Wisselstroom wordt in de meeste systemen voor elektriciteitsdistributie gebruikt om verschillende redenen, maar de belangrijkste is het gemak waarmee het kan worden omgezet van de ene spanning in de andere.
DC is veel moeilijker (en duurder) om dit mee te doen.
(Om gelijkstroom te transformeren, worden elektronische schakelingen gebruikt om wisselstroom op te wekken, die dan met een transformator wordt omgezet en weer gelijkgericht naar gelijkstroom.)
Een enorme hoeveelheid wisselstroom kan worden omgezet naar bijna elke gewenste spanning, met zeer weinig energieverlies, met behulp van een elektrische transformator (spoelen met hun magnetische velden nauw verbonden).
Alle “kamertemperatuur” geleiders hebben weerstand, dus worden ze warm als ze stroom transporteren.
De warmte (transmissieverlies) die hierdoor wordt opgewekt is evenredig met het kwadraat van de stroom, en met de weerstand:
Energie #= I^2R#
Om energieverlies te minimaliseren is het belangrijk om zowel de weerstand als de stroom laag te houden, waarbij een lage stroom bijzonder belangrijk is omdat deze een exponentieel effect heeft op de verliezen.
Power #P = V*I# (volt vermenigvuldigd met ampère) dus voor een bepaald vermogen moet de spanning hoog zijn als de stroom laag wordt gehouden.
Grote transformatoren worden gebruikt om transmissielijnen op hoge spanning te laten lopen om verliezen tot een minimum te beperken.
Maar hoge spanning is gevaarlijk, vooral voor het leven, dus het in huis brengen ervan zou geen aanvaardbaar risico zijn.
Wattstroom kan dan gemakkelijk en efficiënt worden omgevormd tot een relatief veilige spanning bij plaatselijke transformatoren in de buurt van de plaats van gebruik.
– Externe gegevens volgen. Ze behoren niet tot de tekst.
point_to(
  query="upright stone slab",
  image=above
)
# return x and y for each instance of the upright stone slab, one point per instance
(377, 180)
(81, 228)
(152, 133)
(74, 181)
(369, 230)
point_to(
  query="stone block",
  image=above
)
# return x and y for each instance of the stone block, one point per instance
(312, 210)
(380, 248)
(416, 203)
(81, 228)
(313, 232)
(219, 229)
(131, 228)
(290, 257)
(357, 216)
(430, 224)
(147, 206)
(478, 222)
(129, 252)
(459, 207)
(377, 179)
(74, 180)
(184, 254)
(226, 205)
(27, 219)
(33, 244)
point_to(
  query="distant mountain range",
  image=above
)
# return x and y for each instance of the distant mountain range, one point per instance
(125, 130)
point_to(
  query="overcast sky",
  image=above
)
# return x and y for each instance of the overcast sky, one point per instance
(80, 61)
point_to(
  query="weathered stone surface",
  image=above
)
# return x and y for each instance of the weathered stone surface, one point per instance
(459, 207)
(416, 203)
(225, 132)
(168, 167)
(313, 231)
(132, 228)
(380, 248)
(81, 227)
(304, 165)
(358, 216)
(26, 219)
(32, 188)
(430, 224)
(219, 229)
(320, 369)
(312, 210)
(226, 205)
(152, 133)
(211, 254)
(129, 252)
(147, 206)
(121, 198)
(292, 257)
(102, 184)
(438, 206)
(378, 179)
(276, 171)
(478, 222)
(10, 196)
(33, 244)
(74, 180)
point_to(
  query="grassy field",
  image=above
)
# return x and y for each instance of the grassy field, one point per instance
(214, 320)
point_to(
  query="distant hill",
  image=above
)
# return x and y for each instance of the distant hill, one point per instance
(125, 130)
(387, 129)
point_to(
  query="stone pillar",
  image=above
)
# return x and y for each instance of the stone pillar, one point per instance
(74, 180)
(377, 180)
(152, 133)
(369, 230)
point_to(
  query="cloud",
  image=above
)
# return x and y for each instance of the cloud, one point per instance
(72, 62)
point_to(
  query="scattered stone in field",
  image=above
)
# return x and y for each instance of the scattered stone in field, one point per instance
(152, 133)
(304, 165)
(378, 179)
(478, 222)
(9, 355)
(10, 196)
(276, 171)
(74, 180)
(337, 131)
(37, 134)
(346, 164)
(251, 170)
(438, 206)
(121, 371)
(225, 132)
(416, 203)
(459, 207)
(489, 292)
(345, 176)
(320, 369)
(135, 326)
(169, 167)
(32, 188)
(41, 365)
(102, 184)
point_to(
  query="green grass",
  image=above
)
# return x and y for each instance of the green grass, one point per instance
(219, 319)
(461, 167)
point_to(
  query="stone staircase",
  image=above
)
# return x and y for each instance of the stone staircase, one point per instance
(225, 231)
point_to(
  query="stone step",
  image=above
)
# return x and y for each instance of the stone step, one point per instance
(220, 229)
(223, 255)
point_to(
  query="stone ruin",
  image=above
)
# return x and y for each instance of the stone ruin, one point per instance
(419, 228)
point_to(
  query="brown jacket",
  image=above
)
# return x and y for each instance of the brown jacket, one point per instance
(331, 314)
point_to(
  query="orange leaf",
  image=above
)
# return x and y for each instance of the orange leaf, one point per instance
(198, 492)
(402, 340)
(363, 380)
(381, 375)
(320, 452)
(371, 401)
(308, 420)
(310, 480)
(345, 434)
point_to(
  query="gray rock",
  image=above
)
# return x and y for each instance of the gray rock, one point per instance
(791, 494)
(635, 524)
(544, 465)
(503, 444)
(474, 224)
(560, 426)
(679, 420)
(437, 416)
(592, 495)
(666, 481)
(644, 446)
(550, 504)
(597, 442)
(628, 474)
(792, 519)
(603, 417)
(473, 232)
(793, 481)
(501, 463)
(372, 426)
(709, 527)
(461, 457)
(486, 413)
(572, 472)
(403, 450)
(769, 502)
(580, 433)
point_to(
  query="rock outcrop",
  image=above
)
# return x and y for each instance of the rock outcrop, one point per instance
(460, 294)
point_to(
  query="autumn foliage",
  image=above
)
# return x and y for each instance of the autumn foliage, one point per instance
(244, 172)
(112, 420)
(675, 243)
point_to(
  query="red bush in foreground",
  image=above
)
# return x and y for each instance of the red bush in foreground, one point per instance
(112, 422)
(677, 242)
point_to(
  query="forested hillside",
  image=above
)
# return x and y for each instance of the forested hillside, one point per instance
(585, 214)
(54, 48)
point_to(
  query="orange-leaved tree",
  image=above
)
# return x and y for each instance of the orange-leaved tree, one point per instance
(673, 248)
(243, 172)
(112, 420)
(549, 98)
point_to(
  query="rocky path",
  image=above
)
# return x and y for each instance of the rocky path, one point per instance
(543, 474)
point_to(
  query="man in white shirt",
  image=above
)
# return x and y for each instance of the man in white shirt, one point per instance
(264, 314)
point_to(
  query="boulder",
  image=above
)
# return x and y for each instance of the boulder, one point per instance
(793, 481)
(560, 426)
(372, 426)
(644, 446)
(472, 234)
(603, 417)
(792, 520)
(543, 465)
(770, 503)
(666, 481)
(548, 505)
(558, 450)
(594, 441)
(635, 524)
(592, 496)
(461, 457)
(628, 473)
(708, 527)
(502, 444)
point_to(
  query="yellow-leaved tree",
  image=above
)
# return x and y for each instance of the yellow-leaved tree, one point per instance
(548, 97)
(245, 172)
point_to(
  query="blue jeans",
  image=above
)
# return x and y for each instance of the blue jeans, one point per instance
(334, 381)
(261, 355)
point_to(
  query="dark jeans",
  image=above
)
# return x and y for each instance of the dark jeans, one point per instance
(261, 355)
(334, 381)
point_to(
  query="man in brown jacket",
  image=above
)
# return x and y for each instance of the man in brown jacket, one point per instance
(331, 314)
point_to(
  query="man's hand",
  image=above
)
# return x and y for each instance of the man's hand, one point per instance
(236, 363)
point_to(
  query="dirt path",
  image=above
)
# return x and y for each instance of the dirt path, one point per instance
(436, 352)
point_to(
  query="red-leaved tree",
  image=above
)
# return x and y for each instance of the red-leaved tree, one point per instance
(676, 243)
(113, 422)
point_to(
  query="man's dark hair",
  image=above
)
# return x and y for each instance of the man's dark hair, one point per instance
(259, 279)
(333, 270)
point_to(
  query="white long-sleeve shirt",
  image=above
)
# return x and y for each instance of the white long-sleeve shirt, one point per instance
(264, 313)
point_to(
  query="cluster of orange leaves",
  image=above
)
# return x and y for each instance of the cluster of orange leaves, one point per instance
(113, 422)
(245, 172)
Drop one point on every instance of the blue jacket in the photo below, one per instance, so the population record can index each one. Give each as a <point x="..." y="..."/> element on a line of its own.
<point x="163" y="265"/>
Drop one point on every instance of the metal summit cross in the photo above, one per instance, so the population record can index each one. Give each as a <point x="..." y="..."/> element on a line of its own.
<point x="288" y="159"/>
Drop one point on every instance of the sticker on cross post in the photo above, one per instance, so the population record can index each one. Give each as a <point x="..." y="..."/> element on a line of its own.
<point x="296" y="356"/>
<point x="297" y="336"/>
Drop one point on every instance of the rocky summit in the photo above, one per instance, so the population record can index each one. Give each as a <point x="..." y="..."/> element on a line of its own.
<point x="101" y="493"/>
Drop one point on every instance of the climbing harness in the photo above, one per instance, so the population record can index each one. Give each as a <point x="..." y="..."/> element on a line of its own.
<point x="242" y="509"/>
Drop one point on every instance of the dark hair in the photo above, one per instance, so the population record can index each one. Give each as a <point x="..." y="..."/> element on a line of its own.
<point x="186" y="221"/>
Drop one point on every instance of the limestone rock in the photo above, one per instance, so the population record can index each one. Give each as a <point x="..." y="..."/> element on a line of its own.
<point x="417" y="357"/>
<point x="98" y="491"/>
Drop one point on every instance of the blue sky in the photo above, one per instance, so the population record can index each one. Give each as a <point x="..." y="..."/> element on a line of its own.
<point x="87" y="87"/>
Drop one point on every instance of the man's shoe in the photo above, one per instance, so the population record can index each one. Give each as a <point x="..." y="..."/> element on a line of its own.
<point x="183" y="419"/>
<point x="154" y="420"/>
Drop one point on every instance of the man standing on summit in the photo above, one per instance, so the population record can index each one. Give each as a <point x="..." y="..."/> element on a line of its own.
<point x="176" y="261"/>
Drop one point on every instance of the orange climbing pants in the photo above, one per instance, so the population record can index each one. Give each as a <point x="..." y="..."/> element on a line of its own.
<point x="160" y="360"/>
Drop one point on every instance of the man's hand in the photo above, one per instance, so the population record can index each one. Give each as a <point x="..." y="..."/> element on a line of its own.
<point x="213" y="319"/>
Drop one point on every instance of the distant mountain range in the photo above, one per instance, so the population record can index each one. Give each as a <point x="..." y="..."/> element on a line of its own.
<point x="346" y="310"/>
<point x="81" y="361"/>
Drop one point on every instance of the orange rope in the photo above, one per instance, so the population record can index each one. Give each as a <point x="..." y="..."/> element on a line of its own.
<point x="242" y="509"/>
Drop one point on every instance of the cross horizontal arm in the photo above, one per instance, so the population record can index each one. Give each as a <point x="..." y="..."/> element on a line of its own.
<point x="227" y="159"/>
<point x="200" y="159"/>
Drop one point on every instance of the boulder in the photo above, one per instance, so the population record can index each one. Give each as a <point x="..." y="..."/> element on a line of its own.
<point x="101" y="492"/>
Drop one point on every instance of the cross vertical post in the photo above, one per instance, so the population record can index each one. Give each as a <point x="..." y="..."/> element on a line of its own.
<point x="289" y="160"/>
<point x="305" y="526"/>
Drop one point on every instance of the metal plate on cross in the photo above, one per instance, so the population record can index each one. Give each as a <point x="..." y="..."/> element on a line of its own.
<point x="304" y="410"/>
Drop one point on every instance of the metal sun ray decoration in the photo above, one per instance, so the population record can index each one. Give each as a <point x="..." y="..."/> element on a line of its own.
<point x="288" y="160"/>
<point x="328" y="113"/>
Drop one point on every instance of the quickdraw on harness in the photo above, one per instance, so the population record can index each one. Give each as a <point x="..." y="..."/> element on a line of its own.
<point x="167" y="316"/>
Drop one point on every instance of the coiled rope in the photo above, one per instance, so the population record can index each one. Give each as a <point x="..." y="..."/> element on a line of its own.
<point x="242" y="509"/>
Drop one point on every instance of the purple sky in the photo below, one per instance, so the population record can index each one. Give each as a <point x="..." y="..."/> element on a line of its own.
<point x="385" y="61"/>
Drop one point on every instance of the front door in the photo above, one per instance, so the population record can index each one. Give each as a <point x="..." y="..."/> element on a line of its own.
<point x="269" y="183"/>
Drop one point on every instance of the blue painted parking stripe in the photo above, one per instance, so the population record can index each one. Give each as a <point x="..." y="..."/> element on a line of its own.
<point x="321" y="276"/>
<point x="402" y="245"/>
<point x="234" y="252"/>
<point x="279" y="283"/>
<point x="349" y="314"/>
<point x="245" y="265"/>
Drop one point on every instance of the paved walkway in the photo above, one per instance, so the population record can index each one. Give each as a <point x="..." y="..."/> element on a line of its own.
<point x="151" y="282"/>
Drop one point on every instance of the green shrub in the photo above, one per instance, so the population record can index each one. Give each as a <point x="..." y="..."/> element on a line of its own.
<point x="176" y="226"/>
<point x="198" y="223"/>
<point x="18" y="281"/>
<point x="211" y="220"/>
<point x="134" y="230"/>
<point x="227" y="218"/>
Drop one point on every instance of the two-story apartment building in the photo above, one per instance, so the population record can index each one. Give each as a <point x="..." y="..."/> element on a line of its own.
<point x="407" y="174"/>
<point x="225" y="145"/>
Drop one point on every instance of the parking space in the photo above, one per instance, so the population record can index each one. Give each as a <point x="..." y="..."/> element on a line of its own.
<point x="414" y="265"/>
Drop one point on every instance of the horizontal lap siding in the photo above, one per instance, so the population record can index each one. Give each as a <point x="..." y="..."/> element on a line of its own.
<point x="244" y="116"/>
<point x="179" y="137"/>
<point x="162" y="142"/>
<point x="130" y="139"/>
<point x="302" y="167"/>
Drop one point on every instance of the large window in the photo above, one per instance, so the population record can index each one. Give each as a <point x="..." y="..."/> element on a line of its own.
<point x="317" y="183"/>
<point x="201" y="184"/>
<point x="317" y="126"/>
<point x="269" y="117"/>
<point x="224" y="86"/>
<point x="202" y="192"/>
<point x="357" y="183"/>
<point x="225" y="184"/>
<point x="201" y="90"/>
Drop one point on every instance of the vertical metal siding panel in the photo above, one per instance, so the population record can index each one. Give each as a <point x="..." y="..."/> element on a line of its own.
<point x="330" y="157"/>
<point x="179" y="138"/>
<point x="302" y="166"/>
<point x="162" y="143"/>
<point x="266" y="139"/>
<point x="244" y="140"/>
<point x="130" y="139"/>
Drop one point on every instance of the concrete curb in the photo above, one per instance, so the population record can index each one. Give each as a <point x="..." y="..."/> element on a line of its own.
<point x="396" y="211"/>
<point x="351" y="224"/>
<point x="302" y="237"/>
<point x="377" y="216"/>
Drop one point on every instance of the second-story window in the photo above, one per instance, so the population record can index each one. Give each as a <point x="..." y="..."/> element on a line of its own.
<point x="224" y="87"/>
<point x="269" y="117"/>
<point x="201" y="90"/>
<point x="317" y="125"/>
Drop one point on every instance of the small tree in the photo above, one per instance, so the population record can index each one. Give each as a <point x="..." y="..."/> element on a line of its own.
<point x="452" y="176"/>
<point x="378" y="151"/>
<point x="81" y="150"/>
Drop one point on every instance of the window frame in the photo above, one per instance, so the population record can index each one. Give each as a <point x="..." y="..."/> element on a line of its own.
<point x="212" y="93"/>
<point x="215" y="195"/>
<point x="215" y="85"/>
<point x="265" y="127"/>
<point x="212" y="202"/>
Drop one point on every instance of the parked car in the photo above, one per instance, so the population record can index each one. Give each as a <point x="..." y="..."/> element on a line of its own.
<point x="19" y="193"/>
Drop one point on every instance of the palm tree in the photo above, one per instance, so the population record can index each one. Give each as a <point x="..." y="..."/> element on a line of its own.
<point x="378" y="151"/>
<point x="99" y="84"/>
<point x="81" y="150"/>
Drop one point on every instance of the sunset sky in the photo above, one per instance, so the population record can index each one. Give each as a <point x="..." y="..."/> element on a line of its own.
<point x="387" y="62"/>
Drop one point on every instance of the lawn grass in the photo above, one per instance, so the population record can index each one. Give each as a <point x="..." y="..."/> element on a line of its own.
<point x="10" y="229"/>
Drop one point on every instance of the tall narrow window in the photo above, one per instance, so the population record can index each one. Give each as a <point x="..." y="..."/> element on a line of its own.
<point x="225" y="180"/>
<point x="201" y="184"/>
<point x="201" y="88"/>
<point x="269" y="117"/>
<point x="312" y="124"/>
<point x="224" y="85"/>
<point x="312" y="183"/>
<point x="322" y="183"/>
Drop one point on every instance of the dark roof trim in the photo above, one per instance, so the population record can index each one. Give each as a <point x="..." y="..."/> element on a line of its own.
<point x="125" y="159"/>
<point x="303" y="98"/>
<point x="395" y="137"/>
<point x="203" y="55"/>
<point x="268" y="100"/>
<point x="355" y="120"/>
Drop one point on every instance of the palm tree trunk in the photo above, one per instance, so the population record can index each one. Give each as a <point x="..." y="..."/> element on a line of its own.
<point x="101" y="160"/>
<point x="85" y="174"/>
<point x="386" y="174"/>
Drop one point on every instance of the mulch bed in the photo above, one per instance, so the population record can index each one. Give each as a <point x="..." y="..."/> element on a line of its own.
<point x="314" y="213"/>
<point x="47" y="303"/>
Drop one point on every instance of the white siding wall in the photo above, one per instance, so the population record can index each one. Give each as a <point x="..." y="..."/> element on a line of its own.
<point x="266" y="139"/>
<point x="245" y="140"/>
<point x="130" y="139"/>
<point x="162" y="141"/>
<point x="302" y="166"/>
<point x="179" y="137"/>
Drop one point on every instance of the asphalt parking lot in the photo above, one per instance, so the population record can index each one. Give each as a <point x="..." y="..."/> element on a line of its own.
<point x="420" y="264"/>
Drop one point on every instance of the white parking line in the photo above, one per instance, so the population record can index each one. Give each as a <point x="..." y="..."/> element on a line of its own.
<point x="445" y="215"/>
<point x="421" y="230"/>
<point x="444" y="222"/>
Dit is lang niet zo gemakkelijk of goedkoop te doen met gelijkstroom.
Andere redenen zijn:
- DC is dodelijker dan wisselstroom voor hetzelfde voltage, omdat het moeilijker is los te laten als het wordt aangeraakt, omdat de spanning niet door nul gaat. (Spieren trekken met constante kracht samen bij gelijkstroom).
- Elektrolytische corrosie is problematischer bij gelijkstroom.
- DC-bogen “doven” niet zo gemakkelijk (omdat de spanning niet door nul gaat).
- AC-inductiemotoren zijn eenvoudig te maken en te onderhouden. Gelijkstroommotoren vereisen een commutator en borstels, of ingewikkelde elektronische schakelingen.